En 12 de maio passado, a Legação dos Estados Unidos perante a Organização das Nações Unidas, em Nova York, enviou a nossa Legação perante esse órgão uma comunicação informando que sete funcionários cubanos realizavam atividades para além do seu status oficial, consideradas como lesivas aos Estados Unidos.

 A Nota expressa que, a não ser que Cuba ofereça informação para demonstrar o contrário, num prazo de 48 horas, deverá fazer as gestões necessárias para a partida expedita dos sete funcionários e dos seus familiares. Logicamente, é a primeira fase da operação para expulsar de Nova York, sem razão alguma, nossos diplomatas.

 Posteriormente, em 13 de maio, o Departamento de Estado norte-americano comunicou a nosso Escritório de Interesses em Washington sua decisão de declarar pessoas «non grata» a sete diplomatas cubanos dessa repartição e dar dez dias para eles abandonarem o país.

 O Ministério das Relações Exteriores rejeita esta nova agressão do Governo dos Estados Unidos contra nosso país e nossas repartições consulares em Washington e Nova York.

Com estas ações, o governo norte-americano demonstra, mais uma vez, que desenvolve abertamente um curso provocador e ingerencista contra Cuba.
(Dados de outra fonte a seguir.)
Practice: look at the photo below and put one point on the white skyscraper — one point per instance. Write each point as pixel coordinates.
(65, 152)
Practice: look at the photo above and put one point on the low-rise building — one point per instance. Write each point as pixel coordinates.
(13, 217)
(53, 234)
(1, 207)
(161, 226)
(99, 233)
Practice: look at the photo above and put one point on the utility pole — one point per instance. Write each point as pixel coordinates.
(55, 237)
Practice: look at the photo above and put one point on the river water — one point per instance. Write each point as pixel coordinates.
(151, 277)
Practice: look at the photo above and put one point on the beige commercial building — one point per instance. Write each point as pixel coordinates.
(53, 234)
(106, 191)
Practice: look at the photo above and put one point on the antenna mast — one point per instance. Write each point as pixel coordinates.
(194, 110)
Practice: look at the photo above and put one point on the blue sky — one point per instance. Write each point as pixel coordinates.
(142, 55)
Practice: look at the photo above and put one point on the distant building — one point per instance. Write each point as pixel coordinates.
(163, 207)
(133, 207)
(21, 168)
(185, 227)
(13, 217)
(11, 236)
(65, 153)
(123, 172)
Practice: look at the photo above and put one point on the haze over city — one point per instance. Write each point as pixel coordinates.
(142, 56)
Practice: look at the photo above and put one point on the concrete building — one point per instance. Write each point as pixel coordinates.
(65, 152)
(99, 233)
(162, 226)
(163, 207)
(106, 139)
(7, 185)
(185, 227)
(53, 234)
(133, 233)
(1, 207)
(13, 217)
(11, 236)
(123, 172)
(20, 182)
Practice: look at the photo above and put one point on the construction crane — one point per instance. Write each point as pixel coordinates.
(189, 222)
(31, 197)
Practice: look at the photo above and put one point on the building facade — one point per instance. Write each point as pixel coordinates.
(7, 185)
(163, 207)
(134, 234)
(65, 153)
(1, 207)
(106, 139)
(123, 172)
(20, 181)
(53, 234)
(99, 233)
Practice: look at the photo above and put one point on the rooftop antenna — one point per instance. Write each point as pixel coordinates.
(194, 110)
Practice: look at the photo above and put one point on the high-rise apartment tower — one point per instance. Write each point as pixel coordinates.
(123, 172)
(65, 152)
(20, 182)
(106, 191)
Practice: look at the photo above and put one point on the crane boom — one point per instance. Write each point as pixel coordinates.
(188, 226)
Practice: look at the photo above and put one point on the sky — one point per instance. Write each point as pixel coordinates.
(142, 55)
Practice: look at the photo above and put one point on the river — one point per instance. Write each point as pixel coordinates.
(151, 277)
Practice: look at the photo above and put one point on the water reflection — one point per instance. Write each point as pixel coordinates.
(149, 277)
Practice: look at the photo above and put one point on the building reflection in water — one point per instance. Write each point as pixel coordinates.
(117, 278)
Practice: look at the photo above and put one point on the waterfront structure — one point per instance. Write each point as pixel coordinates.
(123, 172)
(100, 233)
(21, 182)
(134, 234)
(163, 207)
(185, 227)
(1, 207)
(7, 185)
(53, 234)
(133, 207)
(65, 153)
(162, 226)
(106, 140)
Esta decisão arbitrária é mais uma prova de que, como foi denunciado reiteradamente por nosso governo, vem sendo implementado contra Cuba um plano dirigido a sabotar os Acordos Migratórios,

deflagrar uma crise e propiciar um confronto entre os dois países. A expulsão dos diplomatas cubanos tem como objetivo provocar o fechamento dos Escritórios de Interesses em ambos os países, como têm exigido historicamente os grupos terroristas da máfia anticubana de Miami. 

O governo dos Estados Unidos tenta afetar o prestígio da diplomacia cubana, demonstrando sua frustração pelas recentes derrotas sofridas na Comissão dos Direitos Humanos, em Genebra, e no Conselho Econômico e Social das Nações Unidas, onde Cuba foi eleita novamente por aclamação como membro dessa Comissão.

 A expulsão de catorze diplomatas cubanos é um ato irracional de vingança do governo dos Estados Unidos contra Cuba. É um sinal do crescente desespero dos setores extremistas que exigem um acirramento do bloqueio e novas agressões contra o povo ao qual não puderam dobrar passados mais de quarenta e quatro anos de resistência heróica.

 Cuba não poderá ser intimidada, nem com esta nem com outras provocações. Cuba não renunciará a lutar pela sua independência e soberania. Cuba sabe que tem a razão e que conta com a unidade e a decisão de lutar de todo seu povo.

 Cuba esperará o tempo que for preciso para responder esta nova provocação do governo dos Estados Unidos.